A teenage gunman murdered nine people in Munich on Friday night. 

At time of writing, we know only certain facts about the gunman who shot and killed nine people and wounded many more at a shopping centre in Munich.

He was 18 years old. He was German-Iranian. He was reported to have shouted: "I am German." After murdering his innocent victims he killed himself.

We don't know his motive. We may never truly understand his motive. And yet, over the last few years, we have all come to know the way this story goes.

There is a crowd, usually at ease - concertgoers, revellers or, in this case, shoppers. Then the man - it's usually a man - arrives with a gun or whatever other tool of murder he can get his hands on. 

As he unleashes terror on the crowd, he shouts something. This is the crucial part. He may be a loner, an outsider or a crook, but a few sentences is all it takes to elevate him into the top ranks of the Islamic State or the neo-Nazi elite.
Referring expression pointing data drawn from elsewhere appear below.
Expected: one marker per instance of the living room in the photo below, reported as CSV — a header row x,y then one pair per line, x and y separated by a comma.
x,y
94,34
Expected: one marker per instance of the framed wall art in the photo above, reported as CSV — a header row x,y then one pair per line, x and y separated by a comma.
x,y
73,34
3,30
Even before the bystanders have reported this, world leaders are already reacting. In the case of Munich, the French president Francois Hollande called Friday night's tragedy a "disgusting terrorist attack" aimed at stirring up fear. 

Boris Johnson, the UK's new foreign secretary, went further. At 9.30pm, while the attack was ongoing, he said

"If, as seems very likely, this is another terrorist incident, then I think it proves once again that we have a global phenomenon now and a global sickness that we have to tackle both at source - in the areas where the cancer is being incubated in the Middle East - and also of course around the world."
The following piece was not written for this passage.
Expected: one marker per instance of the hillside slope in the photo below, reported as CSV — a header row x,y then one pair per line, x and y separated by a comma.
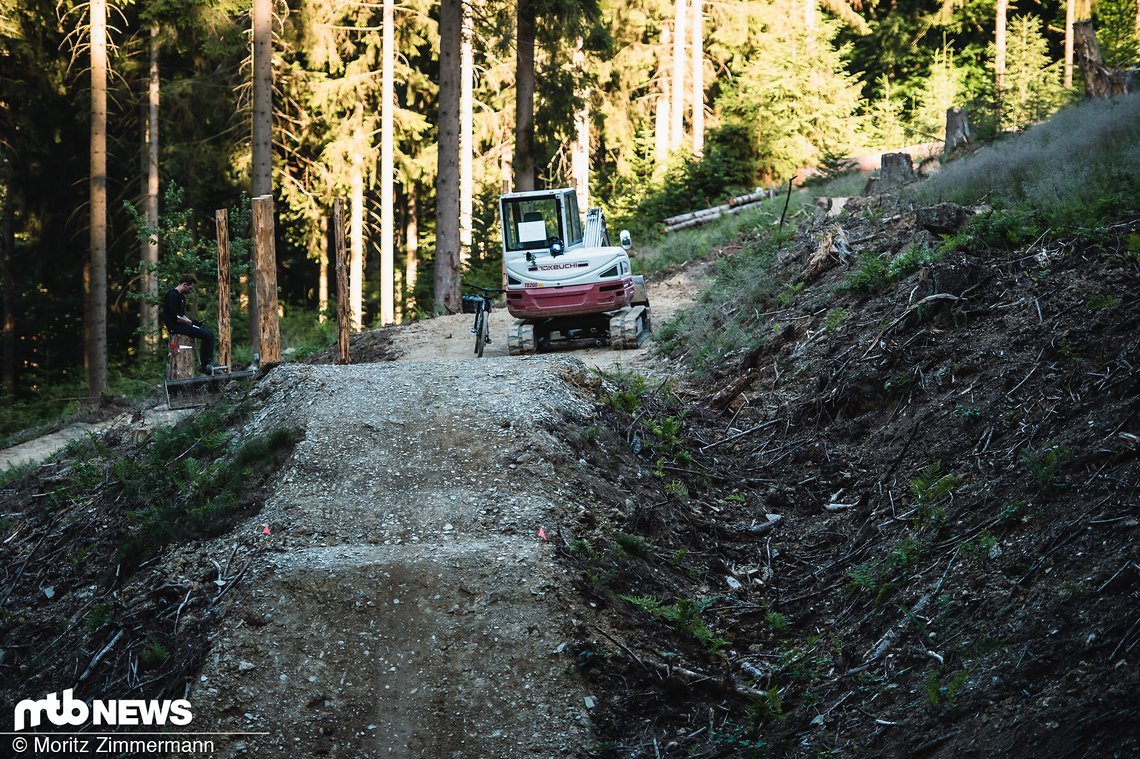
x,y
903,523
On Saturday morning, reports of multiple gunmen had boiled down to one, now dead, teenager. the chief of Munich police stated the teenage gunman's motive was "fully unknown". Iran, his second country of citizenship, condemned "the killing of innocent and defenceless people". 
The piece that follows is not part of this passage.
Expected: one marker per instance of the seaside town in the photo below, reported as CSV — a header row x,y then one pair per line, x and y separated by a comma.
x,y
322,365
And Europe's onlookers are left with sympathy for the victims, and a question. How much meaning should we ascribe to such an attack? Is it evidence of what we fear - that Western Europe is under sustained attack from terrorists? Or is this simply the work of a murderous, attention-seeking teenager?

In Munich, mourners lay flowers. Flags fly at half mast. The facts will come out, eventually. But by that time, the world may have drawn its own conclusions.